BP's U.S. shares were recently up 2% at $39.23, putting the stock nearly 47% above the 14-year low to which it sank in late June. The stock has now recovered some 37% of its decline from the April 20 explosion of Transocean Ltd.'s (RIG, RIGN.VX) Deepwater Horizon drilling rig to the June low. In London, BP's shares closed 1.8% higher.
Monday's activity in other markets also reflected improved sentiment toward BP. In the options market, there was higher volume in calls, which reflect the right to buy shares, than in puts, which convey the right to sell shares. Meanwhile, the annual cost of buying protection against default on $10 million in BP debt over a five-year period fell to $317,000, from $326,000 on Friday, according to Markit.
The gains coincided with a rally across the rest of the energy sector as the price of crude oil climbed above $81 a barrel. Some of the top energy gainers Monday included oil-and-gas companies, including Denbury Resources Inc. (DNR), up 5.5% to $16.71, EOG Resources Inc. (EOG), up 4.4% to $101.78, and Pioneer Natural Resources Co. (PXD), up 4.5% to $60.55.
BP said that, during the first phase, engineers will test whether they can push crude oil down the well and into the reservoir by injecting base oil at low rates. If that test succeeds, the oil company could begin injecting heavy drilling mud into the reservoir Tuesday.
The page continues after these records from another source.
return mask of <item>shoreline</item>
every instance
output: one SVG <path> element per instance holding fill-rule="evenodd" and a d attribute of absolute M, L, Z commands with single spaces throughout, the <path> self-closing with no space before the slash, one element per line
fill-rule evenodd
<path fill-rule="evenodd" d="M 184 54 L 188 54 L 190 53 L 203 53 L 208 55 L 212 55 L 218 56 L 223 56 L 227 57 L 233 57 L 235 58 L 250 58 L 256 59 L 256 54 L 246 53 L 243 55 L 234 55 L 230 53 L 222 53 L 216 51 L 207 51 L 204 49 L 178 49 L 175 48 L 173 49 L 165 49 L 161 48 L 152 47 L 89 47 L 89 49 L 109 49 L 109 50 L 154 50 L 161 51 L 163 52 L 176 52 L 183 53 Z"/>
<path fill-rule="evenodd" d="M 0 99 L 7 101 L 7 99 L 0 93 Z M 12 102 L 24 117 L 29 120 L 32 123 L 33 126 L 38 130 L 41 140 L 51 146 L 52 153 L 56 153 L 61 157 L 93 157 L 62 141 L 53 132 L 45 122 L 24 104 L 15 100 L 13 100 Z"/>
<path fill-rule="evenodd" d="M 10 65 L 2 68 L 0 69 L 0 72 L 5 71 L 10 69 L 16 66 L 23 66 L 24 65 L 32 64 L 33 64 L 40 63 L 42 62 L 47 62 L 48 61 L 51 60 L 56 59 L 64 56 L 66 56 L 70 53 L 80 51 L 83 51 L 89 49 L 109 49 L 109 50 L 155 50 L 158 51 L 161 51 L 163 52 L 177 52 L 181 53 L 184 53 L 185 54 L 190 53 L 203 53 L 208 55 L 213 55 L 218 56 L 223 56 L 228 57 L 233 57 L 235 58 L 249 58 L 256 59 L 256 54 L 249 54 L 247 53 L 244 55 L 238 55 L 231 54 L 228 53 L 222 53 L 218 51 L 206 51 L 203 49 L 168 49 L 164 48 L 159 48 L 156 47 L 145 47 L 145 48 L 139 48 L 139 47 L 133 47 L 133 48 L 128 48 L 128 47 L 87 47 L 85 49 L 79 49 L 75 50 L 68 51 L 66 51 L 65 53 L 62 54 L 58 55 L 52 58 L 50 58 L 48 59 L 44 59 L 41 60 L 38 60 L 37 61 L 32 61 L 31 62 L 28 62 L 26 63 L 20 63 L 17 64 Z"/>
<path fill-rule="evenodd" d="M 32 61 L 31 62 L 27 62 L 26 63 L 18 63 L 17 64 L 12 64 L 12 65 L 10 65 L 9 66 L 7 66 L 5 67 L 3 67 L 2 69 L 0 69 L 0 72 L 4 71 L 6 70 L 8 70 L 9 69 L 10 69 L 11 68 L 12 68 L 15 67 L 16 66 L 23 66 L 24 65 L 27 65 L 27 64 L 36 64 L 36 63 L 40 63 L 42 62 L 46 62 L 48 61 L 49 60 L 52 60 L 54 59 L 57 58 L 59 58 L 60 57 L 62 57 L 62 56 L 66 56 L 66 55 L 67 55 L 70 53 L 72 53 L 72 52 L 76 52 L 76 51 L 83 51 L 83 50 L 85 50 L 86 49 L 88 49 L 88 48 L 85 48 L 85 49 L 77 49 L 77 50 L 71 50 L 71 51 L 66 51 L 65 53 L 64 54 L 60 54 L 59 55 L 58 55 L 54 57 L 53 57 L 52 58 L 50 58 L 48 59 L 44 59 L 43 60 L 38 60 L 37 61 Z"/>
The flooding--which requires 2,000 barrels of drilling mud--could take all of Tuesday and go into Wednesday, after which the well will effectively be considered "killed." Success could significantly boost BP shares.
BP's stock has been on a tear in recent weeks as speculation rose that BP would change its chief executive and sell some assets, while investors also grew hopeful that the company was nearing the killing of the well.
The market got what it wanted regarding the CEO and the asset sales last week, when the company announced that CEO Tony Hayward will step down Oct. 1, to be succeeded by Robert Dudley, and said it plans to sell about $30 billion in assets. If BP can kill the well this week, it would complete the trifecta, marking a big turning point for the oil giant as it works to recover from the spill.